Für den Architekten bedeutet dies, dass er bei einem durchschnittlichen Schwierigkeitsgrad (Honorarzone III) nach § 36 Abs. 1 HOAI einen maximalen Zuschlag von 33 Prozent für die von ihm für Gebäude und Innenräume zu erbringenden Leistungen veranschlagen darf. Erfolgt die Beauftragung der Leistung für Innenräume nun aber getrennt an einen Innenarchitekten, dann beträgt der nach § 36 Abs. 2 HOAI maximal anzusetzende Zuschlag 50 Prozent. Die unterschiedliche Handhabung der Zuschlagsverteilung folgt dabei dem Grundgedanken, dass es sich bei dem Gebäude und dem Innenraum um zwei voneinander getrennt zu betrachtende Objekte handelt, sofern diese nicht gemeinsam beauftragt sind.
Damit erhält der mit beiden Objekten beauftragte Architekt, bezogen auf die Innenräume, ein geringeres Honorar, als der mit derselben Leistung separat beauftragte Innenarchitekt. In der Praxis werden Zuschläge für Umbau- und Modernisierungsmaßnahmen daher häufig gemäß der Regelung für Gebäude bemessen, unabhängig davon, wie groß der Anteil der Leistung für Innenräume tatsächlich ausfällt. In welchem Maße der mit dem Leistungsschwerpunkt auf „Gebäude“ beauftragte Architekt auch die Gestaltung der Innenräume schuldet, ist dabei allerdings fraglich.

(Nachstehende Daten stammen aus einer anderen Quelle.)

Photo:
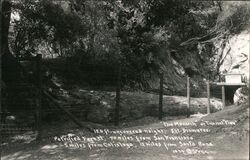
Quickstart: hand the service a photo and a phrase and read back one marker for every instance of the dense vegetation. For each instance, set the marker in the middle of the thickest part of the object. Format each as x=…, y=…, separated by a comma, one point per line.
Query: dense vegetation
x=142, y=37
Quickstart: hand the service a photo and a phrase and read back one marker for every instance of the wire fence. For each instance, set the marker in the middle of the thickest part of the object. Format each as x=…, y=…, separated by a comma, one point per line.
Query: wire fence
x=29, y=104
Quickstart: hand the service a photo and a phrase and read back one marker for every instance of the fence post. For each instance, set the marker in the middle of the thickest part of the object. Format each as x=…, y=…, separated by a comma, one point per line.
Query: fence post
x=118, y=94
x=223, y=96
x=208, y=97
x=39, y=96
x=188, y=96
x=161, y=96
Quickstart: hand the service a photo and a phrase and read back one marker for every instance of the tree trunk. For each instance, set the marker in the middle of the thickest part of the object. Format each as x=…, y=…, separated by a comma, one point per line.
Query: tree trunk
x=5, y=19
x=11, y=68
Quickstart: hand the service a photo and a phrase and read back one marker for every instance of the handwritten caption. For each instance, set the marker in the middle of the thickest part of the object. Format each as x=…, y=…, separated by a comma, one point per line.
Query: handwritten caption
x=176, y=137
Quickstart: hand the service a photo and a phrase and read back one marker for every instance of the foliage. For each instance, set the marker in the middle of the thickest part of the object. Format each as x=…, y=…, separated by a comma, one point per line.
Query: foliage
x=144, y=36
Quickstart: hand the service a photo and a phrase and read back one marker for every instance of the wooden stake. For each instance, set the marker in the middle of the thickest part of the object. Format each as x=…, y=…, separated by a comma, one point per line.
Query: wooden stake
x=160, y=96
x=208, y=97
x=188, y=96
x=223, y=96
x=118, y=94
x=39, y=96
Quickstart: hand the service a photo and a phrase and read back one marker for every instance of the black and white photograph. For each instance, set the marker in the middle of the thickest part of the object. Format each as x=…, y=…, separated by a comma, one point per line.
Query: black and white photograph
x=124, y=79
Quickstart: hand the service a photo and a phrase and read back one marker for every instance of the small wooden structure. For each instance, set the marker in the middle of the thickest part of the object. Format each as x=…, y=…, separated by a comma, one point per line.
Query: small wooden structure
x=231, y=79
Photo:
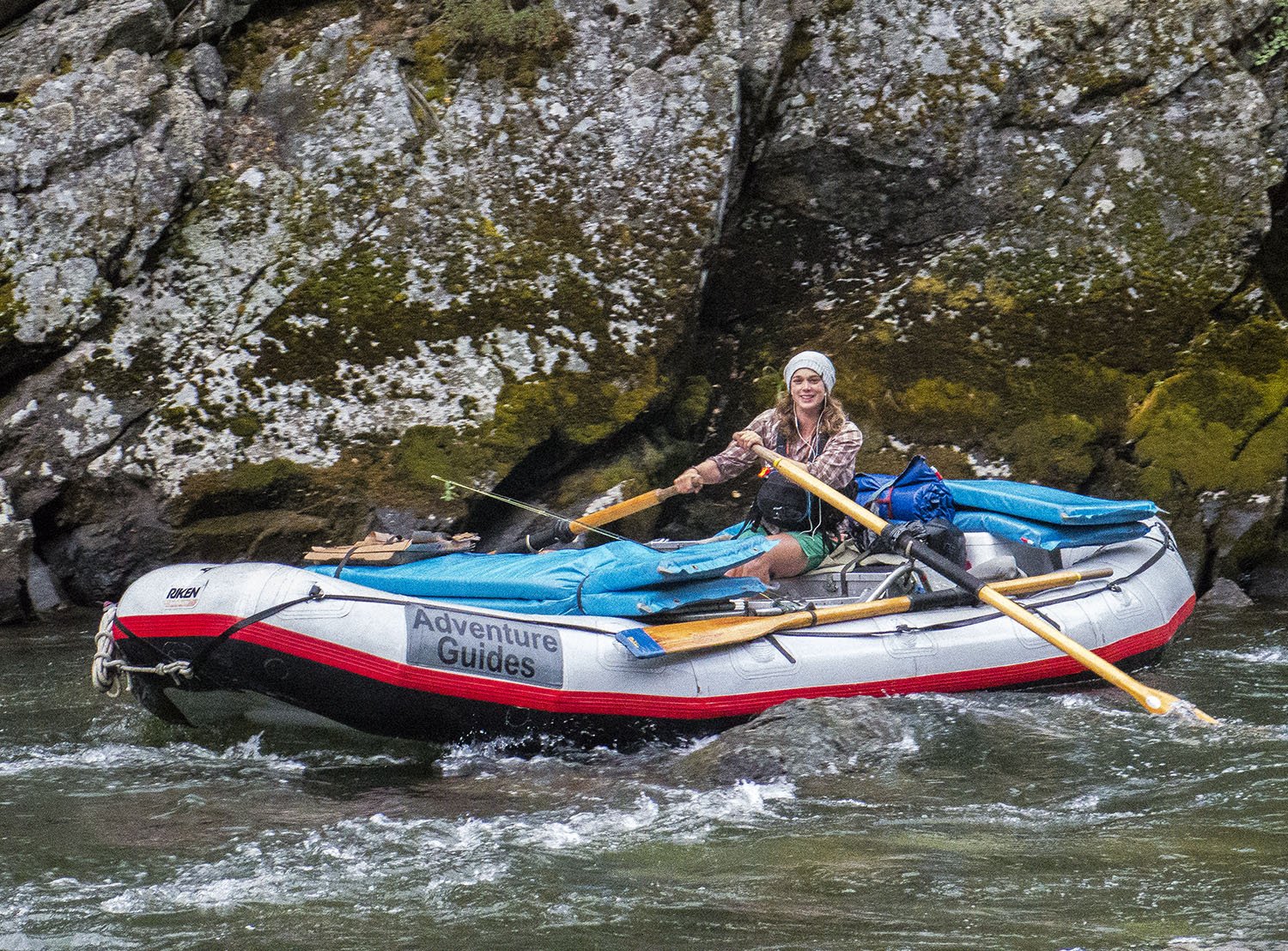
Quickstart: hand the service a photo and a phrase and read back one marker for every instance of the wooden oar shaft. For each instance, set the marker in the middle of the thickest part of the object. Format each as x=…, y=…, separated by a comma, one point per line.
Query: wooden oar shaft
x=566, y=531
x=715, y=632
x=621, y=510
x=1153, y=700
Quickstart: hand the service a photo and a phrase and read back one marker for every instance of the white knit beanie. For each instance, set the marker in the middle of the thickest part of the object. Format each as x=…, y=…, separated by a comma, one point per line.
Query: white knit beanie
x=814, y=360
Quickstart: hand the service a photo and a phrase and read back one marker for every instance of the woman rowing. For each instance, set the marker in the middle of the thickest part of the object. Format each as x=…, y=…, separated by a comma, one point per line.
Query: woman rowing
x=808, y=425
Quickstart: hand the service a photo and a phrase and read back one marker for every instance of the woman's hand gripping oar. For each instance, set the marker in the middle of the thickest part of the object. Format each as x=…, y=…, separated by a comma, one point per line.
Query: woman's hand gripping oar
x=567, y=530
x=721, y=632
x=1153, y=700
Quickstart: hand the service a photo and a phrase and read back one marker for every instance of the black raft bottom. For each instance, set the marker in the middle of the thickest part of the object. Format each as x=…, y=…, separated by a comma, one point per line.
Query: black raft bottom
x=384, y=709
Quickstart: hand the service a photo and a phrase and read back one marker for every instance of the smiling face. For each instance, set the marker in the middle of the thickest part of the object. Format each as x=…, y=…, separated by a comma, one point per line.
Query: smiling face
x=808, y=391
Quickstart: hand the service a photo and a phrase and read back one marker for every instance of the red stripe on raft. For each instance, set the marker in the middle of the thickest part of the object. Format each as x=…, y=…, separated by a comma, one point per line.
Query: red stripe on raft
x=556, y=700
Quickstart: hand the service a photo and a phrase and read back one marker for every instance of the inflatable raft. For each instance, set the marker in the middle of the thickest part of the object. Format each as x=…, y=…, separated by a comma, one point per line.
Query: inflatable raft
x=393, y=651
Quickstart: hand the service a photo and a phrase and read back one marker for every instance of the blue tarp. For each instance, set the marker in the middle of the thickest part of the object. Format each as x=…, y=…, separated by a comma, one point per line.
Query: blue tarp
x=611, y=579
x=1046, y=505
x=917, y=493
x=1046, y=536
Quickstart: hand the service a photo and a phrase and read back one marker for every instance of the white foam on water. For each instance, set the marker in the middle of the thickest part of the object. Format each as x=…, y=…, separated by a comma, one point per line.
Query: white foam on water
x=131, y=757
x=381, y=861
x=1259, y=655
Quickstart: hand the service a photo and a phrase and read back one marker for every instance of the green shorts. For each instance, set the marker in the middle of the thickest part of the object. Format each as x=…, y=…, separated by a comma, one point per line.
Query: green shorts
x=814, y=544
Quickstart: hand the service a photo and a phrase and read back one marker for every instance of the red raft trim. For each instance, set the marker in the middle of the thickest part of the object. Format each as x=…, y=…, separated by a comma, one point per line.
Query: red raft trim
x=556, y=700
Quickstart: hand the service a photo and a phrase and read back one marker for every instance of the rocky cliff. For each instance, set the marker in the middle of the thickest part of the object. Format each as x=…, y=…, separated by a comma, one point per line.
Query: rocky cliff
x=268, y=270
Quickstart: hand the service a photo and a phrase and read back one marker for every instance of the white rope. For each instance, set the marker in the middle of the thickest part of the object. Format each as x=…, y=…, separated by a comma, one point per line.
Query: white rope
x=106, y=668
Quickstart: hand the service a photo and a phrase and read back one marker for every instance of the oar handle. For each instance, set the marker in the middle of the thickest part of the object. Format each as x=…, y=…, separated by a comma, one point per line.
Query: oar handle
x=1153, y=700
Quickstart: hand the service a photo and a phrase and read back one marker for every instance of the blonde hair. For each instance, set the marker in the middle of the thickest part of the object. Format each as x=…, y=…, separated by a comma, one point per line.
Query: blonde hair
x=829, y=422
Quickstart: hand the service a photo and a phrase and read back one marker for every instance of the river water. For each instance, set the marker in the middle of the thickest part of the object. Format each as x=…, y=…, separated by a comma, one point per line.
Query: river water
x=1005, y=820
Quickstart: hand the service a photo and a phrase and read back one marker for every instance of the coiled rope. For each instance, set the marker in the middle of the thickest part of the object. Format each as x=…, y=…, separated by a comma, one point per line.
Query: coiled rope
x=106, y=668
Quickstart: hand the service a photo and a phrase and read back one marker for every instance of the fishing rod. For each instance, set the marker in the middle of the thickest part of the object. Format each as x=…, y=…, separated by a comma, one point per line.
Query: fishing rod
x=562, y=533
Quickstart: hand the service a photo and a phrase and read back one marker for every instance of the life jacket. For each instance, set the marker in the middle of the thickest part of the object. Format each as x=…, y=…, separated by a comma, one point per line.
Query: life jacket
x=787, y=506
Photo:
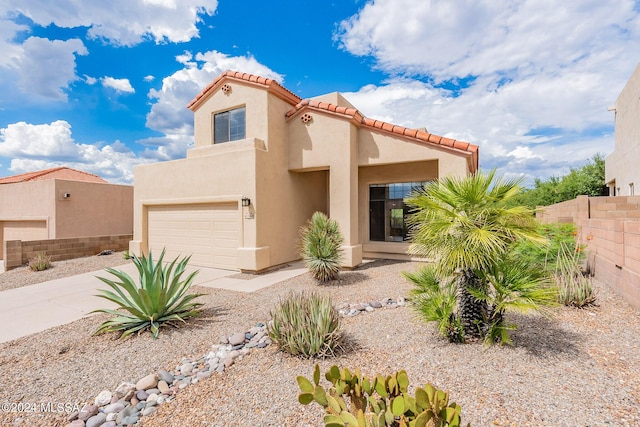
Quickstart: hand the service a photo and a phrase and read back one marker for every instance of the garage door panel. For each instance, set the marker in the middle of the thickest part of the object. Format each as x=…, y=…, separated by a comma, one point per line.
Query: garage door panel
x=209, y=233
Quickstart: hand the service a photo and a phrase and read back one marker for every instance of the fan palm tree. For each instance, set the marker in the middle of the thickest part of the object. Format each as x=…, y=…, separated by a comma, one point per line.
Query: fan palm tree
x=467, y=226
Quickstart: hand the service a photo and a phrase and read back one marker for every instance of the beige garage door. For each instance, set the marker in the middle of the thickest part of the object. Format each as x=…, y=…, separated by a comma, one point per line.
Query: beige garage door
x=209, y=233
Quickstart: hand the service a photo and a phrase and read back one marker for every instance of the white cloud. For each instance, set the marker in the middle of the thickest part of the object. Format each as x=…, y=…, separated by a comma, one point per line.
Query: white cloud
x=119, y=85
x=169, y=114
x=121, y=22
x=529, y=81
x=33, y=147
x=46, y=67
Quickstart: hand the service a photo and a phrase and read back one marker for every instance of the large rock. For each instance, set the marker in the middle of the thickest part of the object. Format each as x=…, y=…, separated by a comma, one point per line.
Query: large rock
x=237, y=339
x=103, y=398
x=165, y=376
x=124, y=389
x=113, y=408
x=87, y=412
x=150, y=381
x=96, y=420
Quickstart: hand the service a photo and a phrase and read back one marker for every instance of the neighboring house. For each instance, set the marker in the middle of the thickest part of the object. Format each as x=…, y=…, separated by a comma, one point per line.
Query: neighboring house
x=622, y=173
x=265, y=160
x=62, y=203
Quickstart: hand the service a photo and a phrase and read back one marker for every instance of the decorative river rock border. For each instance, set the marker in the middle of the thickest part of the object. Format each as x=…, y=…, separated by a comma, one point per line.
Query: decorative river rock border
x=129, y=402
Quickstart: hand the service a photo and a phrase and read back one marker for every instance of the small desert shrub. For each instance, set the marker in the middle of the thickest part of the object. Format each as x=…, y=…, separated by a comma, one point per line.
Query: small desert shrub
x=159, y=298
x=574, y=288
x=320, y=246
x=545, y=256
x=306, y=325
x=40, y=262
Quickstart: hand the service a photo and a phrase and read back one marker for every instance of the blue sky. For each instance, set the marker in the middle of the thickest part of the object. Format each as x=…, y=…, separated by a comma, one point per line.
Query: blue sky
x=103, y=86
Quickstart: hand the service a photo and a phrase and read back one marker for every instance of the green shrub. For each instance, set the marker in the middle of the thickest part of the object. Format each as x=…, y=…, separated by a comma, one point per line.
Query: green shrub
x=320, y=246
x=159, y=298
x=357, y=401
x=40, y=262
x=575, y=289
x=545, y=256
x=306, y=325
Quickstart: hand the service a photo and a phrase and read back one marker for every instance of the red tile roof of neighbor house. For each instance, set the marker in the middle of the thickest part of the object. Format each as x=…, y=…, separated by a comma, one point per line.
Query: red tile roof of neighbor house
x=61, y=172
x=413, y=134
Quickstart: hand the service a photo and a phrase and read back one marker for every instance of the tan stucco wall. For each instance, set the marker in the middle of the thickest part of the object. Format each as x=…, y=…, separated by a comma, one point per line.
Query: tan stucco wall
x=93, y=209
x=377, y=148
x=38, y=210
x=284, y=200
x=621, y=166
x=219, y=177
x=29, y=201
x=289, y=169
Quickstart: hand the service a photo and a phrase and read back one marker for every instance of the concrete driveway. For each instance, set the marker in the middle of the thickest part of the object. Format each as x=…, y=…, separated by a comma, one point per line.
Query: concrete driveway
x=35, y=308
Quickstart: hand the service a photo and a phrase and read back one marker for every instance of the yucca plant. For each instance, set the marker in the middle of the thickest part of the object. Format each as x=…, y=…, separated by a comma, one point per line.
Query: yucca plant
x=40, y=262
x=306, y=325
x=574, y=288
x=159, y=298
x=320, y=246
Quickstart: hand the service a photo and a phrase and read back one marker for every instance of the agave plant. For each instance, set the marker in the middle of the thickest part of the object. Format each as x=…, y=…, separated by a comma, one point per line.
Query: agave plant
x=160, y=298
x=321, y=242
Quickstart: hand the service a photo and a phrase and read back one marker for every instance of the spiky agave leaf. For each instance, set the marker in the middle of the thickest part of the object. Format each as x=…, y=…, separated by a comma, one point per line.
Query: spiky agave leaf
x=159, y=298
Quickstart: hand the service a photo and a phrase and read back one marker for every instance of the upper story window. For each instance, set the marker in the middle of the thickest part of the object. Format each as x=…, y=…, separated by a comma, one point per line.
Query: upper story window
x=229, y=126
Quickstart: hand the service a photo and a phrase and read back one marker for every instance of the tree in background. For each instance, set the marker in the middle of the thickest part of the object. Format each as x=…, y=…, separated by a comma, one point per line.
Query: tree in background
x=587, y=180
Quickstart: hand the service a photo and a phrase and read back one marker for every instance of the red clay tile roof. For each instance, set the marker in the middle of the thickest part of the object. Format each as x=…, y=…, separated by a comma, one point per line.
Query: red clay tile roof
x=420, y=136
x=62, y=172
x=271, y=84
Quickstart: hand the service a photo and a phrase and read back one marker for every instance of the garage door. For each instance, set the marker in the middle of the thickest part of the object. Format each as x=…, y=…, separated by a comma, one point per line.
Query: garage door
x=209, y=233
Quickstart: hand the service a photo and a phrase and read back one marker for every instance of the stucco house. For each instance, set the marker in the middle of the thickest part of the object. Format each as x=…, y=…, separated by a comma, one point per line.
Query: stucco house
x=621, y=166
x=62, y=203
x=264, y=161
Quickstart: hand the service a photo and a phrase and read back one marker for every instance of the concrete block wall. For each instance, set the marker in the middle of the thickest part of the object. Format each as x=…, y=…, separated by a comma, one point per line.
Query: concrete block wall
x=18, y=253
x=609, y=227
x=569, y=211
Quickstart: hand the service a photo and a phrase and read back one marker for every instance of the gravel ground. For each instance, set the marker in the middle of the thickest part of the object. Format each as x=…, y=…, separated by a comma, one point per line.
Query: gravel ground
x=579, y=368
x=24, y=276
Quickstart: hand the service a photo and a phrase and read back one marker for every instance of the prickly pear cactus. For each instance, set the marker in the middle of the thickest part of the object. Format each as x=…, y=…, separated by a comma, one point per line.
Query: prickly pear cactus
x=377, y=402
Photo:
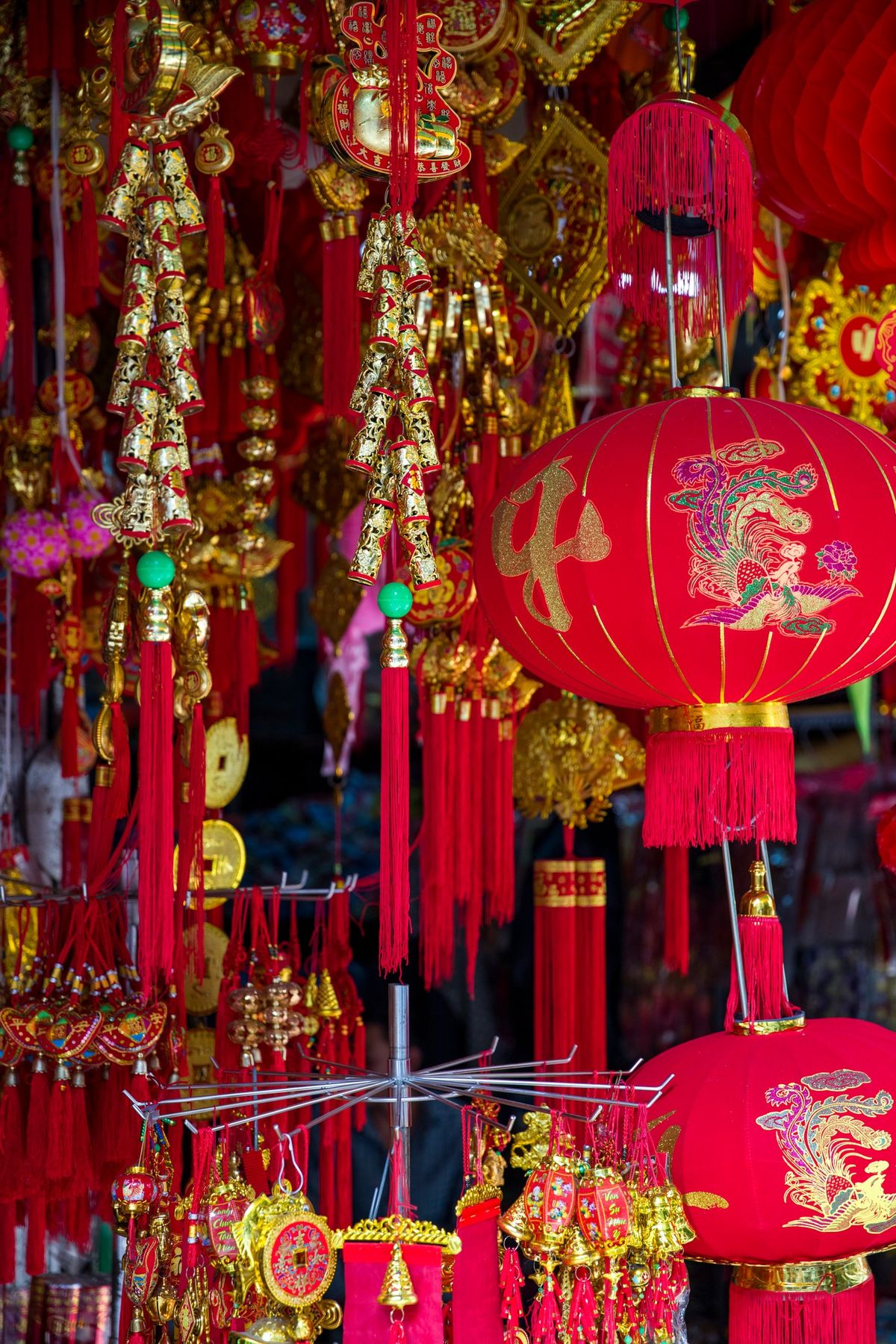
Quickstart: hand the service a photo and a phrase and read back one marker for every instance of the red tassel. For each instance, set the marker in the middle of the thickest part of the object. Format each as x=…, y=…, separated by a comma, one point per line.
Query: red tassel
x=89, y=237
x=341, y=314
x=763, y=956
x=60, y=1139
x=37, y=1236
x=676, y=945
x=591, y=964
x=22, y=297
x=395, y=890
x=69, y=732
x=721, y=784
x=401, y=40
x=155, y=895
x=680, y=155
x=13, y=1169
x=8, y=1242
x=215, y=234
x=818, y=1317
x=117, y=117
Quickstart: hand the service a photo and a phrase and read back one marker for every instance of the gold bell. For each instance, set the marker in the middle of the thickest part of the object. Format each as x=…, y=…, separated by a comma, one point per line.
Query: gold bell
x=398, y=1289
x=514, y=1221
x=575, y=1249
x=327, y=1003
x=756, y=902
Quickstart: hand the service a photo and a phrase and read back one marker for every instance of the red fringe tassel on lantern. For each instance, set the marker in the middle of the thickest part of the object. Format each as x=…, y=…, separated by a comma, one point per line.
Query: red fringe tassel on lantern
x=721, y=784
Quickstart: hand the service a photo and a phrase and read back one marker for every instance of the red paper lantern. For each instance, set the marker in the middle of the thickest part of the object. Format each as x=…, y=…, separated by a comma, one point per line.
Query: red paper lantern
x=709, y=559
x=817, y=100
x=781, y=1145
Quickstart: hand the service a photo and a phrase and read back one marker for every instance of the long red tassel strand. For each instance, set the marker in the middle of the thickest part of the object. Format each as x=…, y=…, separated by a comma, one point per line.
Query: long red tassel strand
x=676, y=940
x=341, y=312
x=395, y=889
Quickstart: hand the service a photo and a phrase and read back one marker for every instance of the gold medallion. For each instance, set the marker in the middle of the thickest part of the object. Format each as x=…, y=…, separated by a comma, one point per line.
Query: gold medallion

Bei der Innenarchitektur und der Architektur handelt es sich um eigenständige Disziplinen mit unterschiedlichen Schwerpunkten. Es erscheint daher angebracht, für beide Disziplinen auch ein jeweils eigenes Leistungsbild zu definieren. Die Gestaltung der Innenräume entspricht dabei wiederum einer Fachplanung, für die eine Honorierung nach prozentualem oder flächenbezogenem Ansatz logisch erscheint. Durch eine eindeutige Trennung des Leistungsbilds nach Aufgaben und Disziplinen ließe sich mehr Klarheit schaffen sowie das Problem der ungleichen Honorierung lösen.
Es bleibt zu hoffen, dass der Gesetzgeber sich bei der Neufassung der HOAI auch diesem Thema annehmen wird.